I would also like to have a text field that automatically starts with something like "Hello my name is author" where author is the current user's name. Of course, I also want the person to be able to edit the field. The point is to just make it so the user can fill out the admin form more easily, and not just to have fields that are completely automatic.
I know that you can prepopulate some values via GET, it will be something like this
http://localhost:8000/admin/app/model/add/?model_field=hello
I got some problems with date fields but, maybe this could help you.
I recently used Django's ModelAdmin.get_form method for this purpose.
class MyModelAdmin(admin.ModelAdmin):
def get_form(self, request, obj=None, **kwargs):
form = super(MyModelAdmin, self).get_form(request, obj, **kwargs)
form.base_fields['my_field_name'].initial = 'abcd'
return form
Yout should be careful about side effects as you are manipulating the base_fields directly.
Django's built-in prepopulated_fields functionality is hardcoded to slugify, it can't really be used for more general purposes.
You'll need to write your own Javascript function to do the prepopulating. The best way to get it included in the admin page is to include it in the inner Media class of a custom Form or Widget. You'll then need to customize your ModelAdmin subclass to use the custom form or widget. Last, you'll need to render some inline Javascript along with each prepopulated field to register the onchange handler and tell it which other field to populate from; I would render this via the custom Widget. To make it nice and declarative you could use a custom ModelAdmin attribute (similar to prepopulated_fields), and override ModelAdmin.formfield_for_dbfield to create the widget and pass in the information about what field it should prepopulate from.

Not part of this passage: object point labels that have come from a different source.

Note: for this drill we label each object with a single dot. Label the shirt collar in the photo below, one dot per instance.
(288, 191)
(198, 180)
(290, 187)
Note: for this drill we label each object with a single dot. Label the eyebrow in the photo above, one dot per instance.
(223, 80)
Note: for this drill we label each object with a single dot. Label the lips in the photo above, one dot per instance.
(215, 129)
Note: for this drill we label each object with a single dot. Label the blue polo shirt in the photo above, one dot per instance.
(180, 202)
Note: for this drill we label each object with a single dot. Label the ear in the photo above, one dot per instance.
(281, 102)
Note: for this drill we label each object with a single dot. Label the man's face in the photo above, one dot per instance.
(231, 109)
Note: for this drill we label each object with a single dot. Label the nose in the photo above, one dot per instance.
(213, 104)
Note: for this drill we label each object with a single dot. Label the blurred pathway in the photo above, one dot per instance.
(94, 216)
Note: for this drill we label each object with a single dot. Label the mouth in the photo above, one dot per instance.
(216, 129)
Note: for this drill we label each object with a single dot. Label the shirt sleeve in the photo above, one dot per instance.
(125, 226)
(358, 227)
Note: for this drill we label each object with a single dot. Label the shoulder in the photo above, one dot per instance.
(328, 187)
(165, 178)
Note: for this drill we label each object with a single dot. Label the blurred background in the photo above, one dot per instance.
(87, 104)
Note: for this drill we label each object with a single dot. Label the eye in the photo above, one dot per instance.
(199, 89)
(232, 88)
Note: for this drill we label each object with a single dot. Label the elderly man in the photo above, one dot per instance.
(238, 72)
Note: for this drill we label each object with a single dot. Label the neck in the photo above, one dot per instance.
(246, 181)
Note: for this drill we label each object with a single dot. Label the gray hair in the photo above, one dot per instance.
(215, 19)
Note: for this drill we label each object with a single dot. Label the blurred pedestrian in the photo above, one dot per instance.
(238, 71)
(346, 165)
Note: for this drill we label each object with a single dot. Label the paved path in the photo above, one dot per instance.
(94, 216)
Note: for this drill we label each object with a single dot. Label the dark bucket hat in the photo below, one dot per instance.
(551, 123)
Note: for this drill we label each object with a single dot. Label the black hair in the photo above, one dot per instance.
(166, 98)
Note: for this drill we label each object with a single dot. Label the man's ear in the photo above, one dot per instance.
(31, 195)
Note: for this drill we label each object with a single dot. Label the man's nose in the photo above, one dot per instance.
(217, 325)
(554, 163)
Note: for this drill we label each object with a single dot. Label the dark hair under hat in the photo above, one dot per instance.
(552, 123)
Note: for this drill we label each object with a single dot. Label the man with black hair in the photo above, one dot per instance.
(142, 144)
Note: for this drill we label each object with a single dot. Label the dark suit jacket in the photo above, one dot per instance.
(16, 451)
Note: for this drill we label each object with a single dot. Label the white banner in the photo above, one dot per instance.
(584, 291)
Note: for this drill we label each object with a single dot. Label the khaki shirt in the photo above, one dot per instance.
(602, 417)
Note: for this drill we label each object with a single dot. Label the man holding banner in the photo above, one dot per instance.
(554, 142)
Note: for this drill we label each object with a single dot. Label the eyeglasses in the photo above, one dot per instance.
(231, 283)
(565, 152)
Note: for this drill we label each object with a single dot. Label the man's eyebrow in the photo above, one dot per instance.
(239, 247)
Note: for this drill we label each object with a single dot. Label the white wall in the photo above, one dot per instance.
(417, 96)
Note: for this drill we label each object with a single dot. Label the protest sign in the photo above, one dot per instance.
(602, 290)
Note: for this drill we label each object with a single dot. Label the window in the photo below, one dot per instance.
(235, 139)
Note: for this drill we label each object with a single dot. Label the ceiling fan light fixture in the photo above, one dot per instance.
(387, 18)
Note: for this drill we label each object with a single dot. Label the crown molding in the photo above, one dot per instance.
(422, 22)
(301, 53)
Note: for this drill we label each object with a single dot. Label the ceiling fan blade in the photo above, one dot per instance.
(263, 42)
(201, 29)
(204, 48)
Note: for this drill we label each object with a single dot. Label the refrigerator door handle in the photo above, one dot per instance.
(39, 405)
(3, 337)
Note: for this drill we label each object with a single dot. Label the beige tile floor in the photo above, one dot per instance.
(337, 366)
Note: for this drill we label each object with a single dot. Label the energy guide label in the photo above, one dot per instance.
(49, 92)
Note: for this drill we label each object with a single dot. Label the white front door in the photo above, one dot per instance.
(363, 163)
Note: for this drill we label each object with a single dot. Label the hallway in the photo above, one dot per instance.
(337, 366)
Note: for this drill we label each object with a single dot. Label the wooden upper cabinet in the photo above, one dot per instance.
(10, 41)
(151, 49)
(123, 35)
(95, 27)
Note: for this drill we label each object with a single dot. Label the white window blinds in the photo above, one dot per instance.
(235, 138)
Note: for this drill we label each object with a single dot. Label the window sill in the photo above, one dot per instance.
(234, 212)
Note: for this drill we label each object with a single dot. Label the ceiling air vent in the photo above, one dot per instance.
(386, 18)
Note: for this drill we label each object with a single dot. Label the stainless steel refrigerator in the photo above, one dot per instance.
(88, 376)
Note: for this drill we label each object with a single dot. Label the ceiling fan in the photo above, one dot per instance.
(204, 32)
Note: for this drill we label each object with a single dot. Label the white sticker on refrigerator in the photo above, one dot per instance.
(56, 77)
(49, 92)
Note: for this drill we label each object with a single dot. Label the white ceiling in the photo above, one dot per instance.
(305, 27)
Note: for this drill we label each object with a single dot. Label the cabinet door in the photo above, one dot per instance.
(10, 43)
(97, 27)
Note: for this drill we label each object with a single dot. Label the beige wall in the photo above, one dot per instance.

This kind of admin hacking is almost always possible, but (as you can tell from this convoluted summary) rarely simple, especially if you're making an effort to keep your code nicely encapsulated.
I tried a few of these answers and none of them worked. I simply wanted to prepulate a field with another field from a related model. Taking this answer as a starting point, I finally tried to manipulate the model instance object (here obj) directly and it worked for me.
class MyModelAdmin(models.ModelAdmin):
def get_form(self, request, obj=None, **kwargs):
form = super(MyModelAdmin, self).get_form(request, obj, **kwargs)
if not obj.some_model_field:
obj.some_model_field = obj.related_model.prepopulating_model_field
return form
You can override the default django admin field by replacing it with a form field of your choice.
Check this :
Add custom validation to the admin
I would also like to have a text field
that automatically starts with
something like "Hello my name is
author".
Check out the docs at: http://docs.djangoproject.com/en/dev/ref/models/fields/#default
You could have a CharField() or TextField() in your model, and set this option, which will set the default text. 'default' can also be a callable function.
Something like:
models.CharField(max_length=250, default="Default Text")
The slug handling is done with javascript.
So you have to override the templates in the admin and then populate the fields with javascript. The date thing should be trivial, but I dont know how you should get the logged in users name to the script (not that I have thought very hard but you get the drift :).